1. ## New Inverse Variation (check this please)

When a seesaw is perfectly balanced, each person’s distance, “d,” from the fulcrum varies inversely as his weight, “w.” If a 120-pound person sits 5 feet from the seesaw fulcrum, where must a 150-pound person sit to balance the seesaw?

w = k/d

120 = k/5

120*5 = k

600 = k

... find d when w = 150...

d = 600/w
d = 600/150
d= 4

Thanks a lot!

2. Originally Posted by bobbyboy1111
When a seesaw is perfectly balanced, each person’s distance, “d,” from the fulcrum varies inversely as his weight, “w.” If a 120-pound person sits 5 feet from the seesaw fulcrum, where must a 150-pound person sit to balance the seesaw?

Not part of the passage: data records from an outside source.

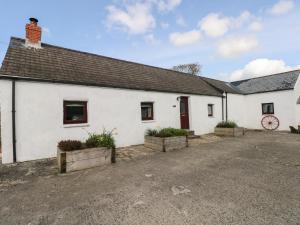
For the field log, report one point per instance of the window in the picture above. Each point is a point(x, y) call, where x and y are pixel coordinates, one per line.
point(268, 108)
point(210, 108)
point(75, 112)
point(147, 110)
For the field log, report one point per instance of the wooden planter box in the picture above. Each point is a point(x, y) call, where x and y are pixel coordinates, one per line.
point(167, 143)
point(82, 159)
point(230, 132)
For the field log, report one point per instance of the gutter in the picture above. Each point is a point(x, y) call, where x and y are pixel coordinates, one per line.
point(226, 106)
point(13, 113)
point(8, 77)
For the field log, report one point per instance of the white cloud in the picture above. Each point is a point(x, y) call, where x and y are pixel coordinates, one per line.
point(185, 38)
point(237, 46)
point(214, 25)
point(181, 21)
point(261, 67)
point(150, 39)
point(282, 7)
point(135, 19)
point(256, 26)
point(167, 5)
point(46, 30)
point(164, 25)
point(241, 19)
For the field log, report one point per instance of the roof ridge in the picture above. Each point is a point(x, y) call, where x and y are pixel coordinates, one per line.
point(107, 57)
point(274, 74)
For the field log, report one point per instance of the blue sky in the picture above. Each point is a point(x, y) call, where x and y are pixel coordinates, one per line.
point(232, 39)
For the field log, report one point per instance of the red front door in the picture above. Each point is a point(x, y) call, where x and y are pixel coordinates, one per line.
point(184, 113)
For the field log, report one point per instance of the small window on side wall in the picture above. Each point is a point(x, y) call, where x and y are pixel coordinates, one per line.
point(147, 110)
point(75, 112)
point(267, 108)
point(210, 108)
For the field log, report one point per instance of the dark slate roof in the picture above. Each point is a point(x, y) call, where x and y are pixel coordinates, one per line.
point(222, 86)
point(56, 64)
point(275, 82)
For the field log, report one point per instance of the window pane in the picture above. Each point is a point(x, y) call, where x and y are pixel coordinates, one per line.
point(210, 110)
point(268, 108)
point(75, 112)
point(182, 107)
point(147, 111)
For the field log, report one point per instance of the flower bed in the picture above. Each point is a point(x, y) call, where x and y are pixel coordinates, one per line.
point(166, 139)
point(82, 159)
point(97, 150)
point(229, 128)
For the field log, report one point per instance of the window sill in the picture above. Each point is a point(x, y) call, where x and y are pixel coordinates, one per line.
point(148, 121)
point(76, 125)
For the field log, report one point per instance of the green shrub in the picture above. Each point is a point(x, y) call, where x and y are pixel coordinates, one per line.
point(171, 132)
point(227, 124)
point(151, 132)
point(105, 139)
point(69, 145)
point(166, 132)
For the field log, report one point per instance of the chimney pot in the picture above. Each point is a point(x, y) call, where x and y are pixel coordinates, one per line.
point(33, 34)
point(31, 19)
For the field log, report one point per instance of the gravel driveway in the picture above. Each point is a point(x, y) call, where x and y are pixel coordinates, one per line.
point(250, 180)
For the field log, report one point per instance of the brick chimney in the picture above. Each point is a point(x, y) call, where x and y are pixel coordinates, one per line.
point(33, 34)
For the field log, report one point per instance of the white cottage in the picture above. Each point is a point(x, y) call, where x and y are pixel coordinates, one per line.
point(50, 93)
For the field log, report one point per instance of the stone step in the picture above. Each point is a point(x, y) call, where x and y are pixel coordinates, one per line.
point(191, 132)
point(193, 136)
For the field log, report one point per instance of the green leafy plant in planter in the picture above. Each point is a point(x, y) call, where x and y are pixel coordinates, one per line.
point(227, 124)
point(105, 139)
point(70, 145)
point(166, 132)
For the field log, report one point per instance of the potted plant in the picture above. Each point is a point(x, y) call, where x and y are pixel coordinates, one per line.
point(166, 139)
point(229, 128)
point(97, 150)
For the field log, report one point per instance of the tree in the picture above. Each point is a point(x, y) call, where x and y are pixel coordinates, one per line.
point(192, 68)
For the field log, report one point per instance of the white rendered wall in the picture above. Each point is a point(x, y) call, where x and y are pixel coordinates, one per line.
point(284, 108)
point(6, 120)
point(246, 110)
point(39, 115)
point(296, 96)
point(236, 109)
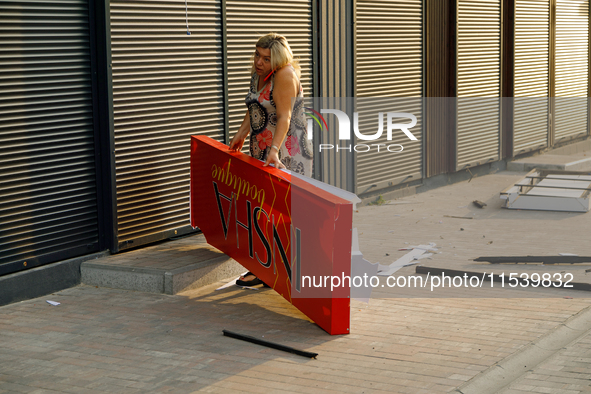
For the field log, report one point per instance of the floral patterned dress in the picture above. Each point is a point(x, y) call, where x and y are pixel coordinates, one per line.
point(296, 152)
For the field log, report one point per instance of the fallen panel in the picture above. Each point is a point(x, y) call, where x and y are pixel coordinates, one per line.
point(550, 190)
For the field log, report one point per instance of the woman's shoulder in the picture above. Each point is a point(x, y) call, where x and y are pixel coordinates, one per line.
point(286, 72)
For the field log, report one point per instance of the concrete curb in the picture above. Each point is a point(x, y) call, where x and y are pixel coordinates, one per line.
point(43, 280)
point(511, 368)
point(153, 280)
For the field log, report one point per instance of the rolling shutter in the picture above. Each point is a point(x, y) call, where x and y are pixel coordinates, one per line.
point(167, 86)
point(388, 63)
point(246, 22)
point(48, 208)
point(531, 89)
point(478, 80)
point(572, 69)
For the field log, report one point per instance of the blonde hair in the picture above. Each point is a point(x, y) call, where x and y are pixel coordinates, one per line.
point(281, 54)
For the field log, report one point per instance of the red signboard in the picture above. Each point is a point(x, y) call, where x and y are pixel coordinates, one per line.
point(279, 227)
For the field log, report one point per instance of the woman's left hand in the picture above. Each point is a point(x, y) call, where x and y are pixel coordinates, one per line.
point(273, 158)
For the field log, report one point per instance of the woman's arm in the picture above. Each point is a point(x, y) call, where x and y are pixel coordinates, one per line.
point(285, 89)
point(238, 139)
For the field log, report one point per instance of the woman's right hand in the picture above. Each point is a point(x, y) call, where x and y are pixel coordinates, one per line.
point(237, 142)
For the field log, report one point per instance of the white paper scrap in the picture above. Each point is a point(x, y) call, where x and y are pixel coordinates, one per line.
point(405, 260)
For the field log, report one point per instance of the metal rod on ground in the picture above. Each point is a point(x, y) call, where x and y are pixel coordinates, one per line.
point(277, 346)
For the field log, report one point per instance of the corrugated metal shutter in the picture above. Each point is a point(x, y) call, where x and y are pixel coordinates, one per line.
point(389, 63)
point(246, 22)
point(48, 209)
point(531, 89)
point(167, 85)
point(478, 77)
point(572, 68)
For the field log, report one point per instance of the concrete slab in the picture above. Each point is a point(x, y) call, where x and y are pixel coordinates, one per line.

w = k/d <=== This is incorrect.

120 = k/5

120*5 = k

600 = k

... find d when w = 150...

d = 600/w
d = 600/150
d= 4

Thanks a lot!
Hi bobbyboy1111,

Your original equation is incorrect. However, it didn't affect the value of k.

It should have been $d=\frac{k}{w}$

I noticed that you fixed it when you solved for the distance a 150 lb person needs to sit from the fulcrum. Your answer is correct.